I was considering having my CV Bass VI refinished, but decided not to put that kind of money into a Squier. I'm 100% confident that I can make a better Bass VI body and neck myself, once I get my shop up again. This body has some decent grain anyway, so I don't mind leaving it alone. But, I still wanted to spruce it up a bit, so I decided to go more 70s, with a black guard. The first vintage Fender I ever played was when my buddy in HS bought a 70s Jag with a black guard. This looks a lot like that, sans the warped pickguard.
I also removed the overwound stock bridge pickup, putting the middle pickup there, to get RW/RP neck-bridge combo.

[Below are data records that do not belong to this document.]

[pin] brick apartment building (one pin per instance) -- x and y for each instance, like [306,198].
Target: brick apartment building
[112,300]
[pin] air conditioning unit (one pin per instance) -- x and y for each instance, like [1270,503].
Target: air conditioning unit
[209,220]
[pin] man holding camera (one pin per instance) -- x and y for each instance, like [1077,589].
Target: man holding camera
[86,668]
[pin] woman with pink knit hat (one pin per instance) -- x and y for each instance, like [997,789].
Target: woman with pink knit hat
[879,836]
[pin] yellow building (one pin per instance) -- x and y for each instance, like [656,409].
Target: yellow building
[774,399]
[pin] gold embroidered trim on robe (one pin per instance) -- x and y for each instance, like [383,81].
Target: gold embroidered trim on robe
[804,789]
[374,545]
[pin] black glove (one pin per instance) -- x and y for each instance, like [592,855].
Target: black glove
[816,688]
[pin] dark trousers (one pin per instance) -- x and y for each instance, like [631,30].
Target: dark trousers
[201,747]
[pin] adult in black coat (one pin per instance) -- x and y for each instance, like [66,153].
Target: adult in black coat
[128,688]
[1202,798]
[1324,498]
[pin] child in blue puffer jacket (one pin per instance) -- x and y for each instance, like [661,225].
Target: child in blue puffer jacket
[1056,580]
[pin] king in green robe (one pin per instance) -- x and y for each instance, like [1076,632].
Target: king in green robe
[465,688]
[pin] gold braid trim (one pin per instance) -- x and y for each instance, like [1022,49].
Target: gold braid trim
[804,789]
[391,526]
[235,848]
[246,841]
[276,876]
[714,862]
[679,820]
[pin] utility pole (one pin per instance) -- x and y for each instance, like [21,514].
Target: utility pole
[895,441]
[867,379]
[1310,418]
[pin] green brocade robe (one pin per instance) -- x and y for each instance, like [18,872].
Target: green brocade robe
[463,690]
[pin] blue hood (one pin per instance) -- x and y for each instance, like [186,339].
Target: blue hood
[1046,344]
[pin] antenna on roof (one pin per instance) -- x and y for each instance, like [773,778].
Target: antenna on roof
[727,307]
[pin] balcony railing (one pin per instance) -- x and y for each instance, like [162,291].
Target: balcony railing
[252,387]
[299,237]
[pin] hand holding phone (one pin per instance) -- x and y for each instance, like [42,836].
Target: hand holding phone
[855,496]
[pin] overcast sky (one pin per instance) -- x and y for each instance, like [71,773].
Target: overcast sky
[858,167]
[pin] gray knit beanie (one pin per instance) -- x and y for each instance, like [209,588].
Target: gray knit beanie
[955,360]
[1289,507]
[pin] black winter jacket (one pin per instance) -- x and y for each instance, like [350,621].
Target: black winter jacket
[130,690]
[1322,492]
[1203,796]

Then for a new middle pickup, I put in a G&L S-500 pickup, hidden under the cover from the old bridge pickup.
The S-500 was ~7mm taller than a Jaguar pickup, so I routed the middle pickup cavity by the difference.
I used a stepped drill bit (by hand) to open up the pole piece holes in the old Jag cover. The pole spacing was off by 1-2 mm, but once the holes are open enough to fit the larger poles, it is equally off to the stock pickups, whose pole pieces are also slightly off, so everything looks mostly normal.

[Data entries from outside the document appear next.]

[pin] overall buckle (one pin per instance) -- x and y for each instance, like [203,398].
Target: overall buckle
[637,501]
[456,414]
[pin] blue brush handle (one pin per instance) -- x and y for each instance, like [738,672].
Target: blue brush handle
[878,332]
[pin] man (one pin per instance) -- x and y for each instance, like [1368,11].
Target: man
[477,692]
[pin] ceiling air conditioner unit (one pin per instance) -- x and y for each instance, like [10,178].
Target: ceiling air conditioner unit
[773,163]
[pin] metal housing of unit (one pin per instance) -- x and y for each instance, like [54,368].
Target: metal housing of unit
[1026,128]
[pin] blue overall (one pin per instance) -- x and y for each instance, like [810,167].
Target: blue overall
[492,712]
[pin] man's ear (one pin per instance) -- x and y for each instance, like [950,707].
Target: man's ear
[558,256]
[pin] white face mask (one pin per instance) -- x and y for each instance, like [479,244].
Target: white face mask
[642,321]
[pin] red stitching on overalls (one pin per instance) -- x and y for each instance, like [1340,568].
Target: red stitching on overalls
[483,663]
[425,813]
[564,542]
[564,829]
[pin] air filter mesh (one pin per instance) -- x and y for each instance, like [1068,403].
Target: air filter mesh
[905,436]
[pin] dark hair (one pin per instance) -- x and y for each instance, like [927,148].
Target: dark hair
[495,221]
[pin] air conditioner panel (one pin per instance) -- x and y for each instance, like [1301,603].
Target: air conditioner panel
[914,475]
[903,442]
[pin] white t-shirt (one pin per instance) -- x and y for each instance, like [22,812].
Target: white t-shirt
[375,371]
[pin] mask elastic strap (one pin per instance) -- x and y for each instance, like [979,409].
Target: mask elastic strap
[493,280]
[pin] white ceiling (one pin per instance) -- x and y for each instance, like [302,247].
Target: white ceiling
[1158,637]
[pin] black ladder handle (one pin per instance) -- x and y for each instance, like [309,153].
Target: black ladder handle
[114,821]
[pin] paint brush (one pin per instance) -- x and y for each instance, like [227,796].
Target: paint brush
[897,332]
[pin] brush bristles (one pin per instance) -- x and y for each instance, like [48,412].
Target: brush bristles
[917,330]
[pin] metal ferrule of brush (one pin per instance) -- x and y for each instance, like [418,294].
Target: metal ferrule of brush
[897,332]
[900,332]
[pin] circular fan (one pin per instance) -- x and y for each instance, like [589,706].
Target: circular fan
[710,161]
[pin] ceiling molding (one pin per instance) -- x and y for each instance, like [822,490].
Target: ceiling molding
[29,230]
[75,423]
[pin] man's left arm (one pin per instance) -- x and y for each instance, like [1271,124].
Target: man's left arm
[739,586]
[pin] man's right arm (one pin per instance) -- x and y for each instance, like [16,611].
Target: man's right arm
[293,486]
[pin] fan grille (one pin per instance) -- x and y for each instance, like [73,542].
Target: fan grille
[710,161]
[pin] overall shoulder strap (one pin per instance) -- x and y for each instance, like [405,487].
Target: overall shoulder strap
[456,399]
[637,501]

The G&L is a neck/bridge model, polarity is South up. I wired a separate ground wire to the G&L's shield plate, in case I needed to swap the coil leads for phase, which I did in fact have to do once it was strung up (with roundwounds). Middle/bridge is also RW/RP.
Just to start, I set the Jag pickups to a normal factory height, then adjusted the G&L down until the volumes matched, which was considerably lower, which puts it out of the way.
First thoughts through my Tweed Princeton: It sounds big and full. If the Jag pickups in a Bass VI are a classic black and white movie, the G&L is in full color HD. They sound good together too, like some old Technicolor movie. Bridge position is much improved too, with the non-overwound pickup.